Però questa politica potrebbe rivelarsi esplosiva per l’Unione Europea, cosa che il governo tedesco ha riconosciuto verbalmente. In Italia si riscontra la chiara dimostrazione; se Renzi cade per la crisi bancaria, un governo anti-UE quasi certamente lo sostituirà.

L’iniziale smalto del giovane politico, che prese il potere con l’audace promessa di “rottamare” le vecchie élite, ha perso la sua brillantezza da parecchio tempo: appoggiandosi sui resti del partito comunista e dei sindacati, Renzi ha realizzato la più grande “riforma” del mercato del lavoro, ha ridotto radicalmente le pensioni e tagliato i finanziamenti per i servizi pubblici e le scuole.

Ma l’economia non è riuscita a rispondere positivamente, e l’Italia è diventata una polveriera sociale.

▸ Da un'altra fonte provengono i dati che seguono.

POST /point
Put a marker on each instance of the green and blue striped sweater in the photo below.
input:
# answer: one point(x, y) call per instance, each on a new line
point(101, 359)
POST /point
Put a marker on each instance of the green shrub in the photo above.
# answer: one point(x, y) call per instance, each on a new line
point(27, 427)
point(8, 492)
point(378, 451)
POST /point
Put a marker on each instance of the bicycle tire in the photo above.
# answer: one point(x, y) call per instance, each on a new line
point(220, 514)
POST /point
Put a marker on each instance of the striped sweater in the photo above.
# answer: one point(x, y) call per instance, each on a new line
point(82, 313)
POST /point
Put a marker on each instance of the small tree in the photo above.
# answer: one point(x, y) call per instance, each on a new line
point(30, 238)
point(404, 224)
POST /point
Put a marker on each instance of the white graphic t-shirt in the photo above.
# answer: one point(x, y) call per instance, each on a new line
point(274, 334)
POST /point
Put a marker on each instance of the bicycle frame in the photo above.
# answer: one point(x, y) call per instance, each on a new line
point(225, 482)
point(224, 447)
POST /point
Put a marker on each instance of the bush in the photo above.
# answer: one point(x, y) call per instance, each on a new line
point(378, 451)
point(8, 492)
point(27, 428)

La disoccupazione è significativamente più alta rispetto a quanto il dato ufficiale dell’11, 5 per cento suggerisce, visto che le statistiche non tengono conto del quasi 36 per cento delle persone in età lavorativa considerate “inattive”. Soprattutto tra i giovani, dove la disoccupazione ufficiale è del 40 per cento, non esiste alcuna speranza di istruzione o di un futuro, in particolare nel Sud povero del paese.

Nelle recenti elezioni comunali, il PD di Renzi ha subito perdite significative. Nelle grandi città come Roma e Torino, hanno perso la carica di sindaco a favore del Movimento Cinque Stelle di Beppe Grillo, che, con il 32 per cento di sostegno in un recente sondaggio nazionale, ha sorpassato i Democratici. Il movimento di Grillo, che si basa soprattutto sulle sezioni insoddisfatte della classe media, rappresenta posizioni nazionaliste e xenofobe e collabora, a livello europeo, con l’UKIP della Gran Bretagna, che ha condotto la campagna Brexit.

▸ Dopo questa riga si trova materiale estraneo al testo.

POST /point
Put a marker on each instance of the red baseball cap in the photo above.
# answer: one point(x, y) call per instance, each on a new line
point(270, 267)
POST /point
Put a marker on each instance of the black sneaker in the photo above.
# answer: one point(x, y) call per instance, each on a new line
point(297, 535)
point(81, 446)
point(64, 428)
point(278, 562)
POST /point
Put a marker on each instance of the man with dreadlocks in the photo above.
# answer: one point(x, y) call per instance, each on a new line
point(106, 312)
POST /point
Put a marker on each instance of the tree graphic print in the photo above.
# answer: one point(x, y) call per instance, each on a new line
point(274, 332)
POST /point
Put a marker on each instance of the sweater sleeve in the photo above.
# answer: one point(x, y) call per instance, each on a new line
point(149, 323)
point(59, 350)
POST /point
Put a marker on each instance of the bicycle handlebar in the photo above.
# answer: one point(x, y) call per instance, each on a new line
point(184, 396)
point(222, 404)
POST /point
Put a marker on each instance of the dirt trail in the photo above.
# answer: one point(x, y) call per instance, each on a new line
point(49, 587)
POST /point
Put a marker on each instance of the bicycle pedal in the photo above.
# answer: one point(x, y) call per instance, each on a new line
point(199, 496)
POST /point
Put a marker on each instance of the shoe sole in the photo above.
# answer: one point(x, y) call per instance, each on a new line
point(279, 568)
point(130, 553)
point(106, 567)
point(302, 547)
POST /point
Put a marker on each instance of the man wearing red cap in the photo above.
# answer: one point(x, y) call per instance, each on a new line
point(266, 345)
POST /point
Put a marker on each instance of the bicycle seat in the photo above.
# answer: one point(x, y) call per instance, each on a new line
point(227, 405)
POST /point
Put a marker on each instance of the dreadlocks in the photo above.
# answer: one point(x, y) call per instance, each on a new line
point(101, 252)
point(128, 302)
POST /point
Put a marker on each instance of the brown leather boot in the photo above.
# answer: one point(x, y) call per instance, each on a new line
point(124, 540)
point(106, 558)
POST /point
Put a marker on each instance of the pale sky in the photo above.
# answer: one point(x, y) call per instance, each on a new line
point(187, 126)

L’alleato di destra di Renzi, il Nuovo Centro Destra, derivante da una scissione della berlusconiana Forza Italia, minaccia di lasciare il governo. La Lega Nord di Matteo Salvini, che adesso fa campagna in tutta Italia, sta beneficiando della crisi.

Nel mese di ottobre o all’inizio di novembre, si svolgerà un referendum circa un nuovo sistema elettorale e l’indebolimento della seconda camera del parlamento, il senato. Se Renzi perde il referendum sulle modifiche costituzionali ha intenzione di dimettersi e indire nuove elezioni; ma se la crisi bancaria si deteriora ulteriormente, questa potrebbe costituire la fine del suo mandato.

Il tentativo della Germania di imporre i suoi dettami economici sta spaccando l’Unione Europea. La risposta di Berlino è di porre maggiormente l’accento sul militarismo in patria e all’estero.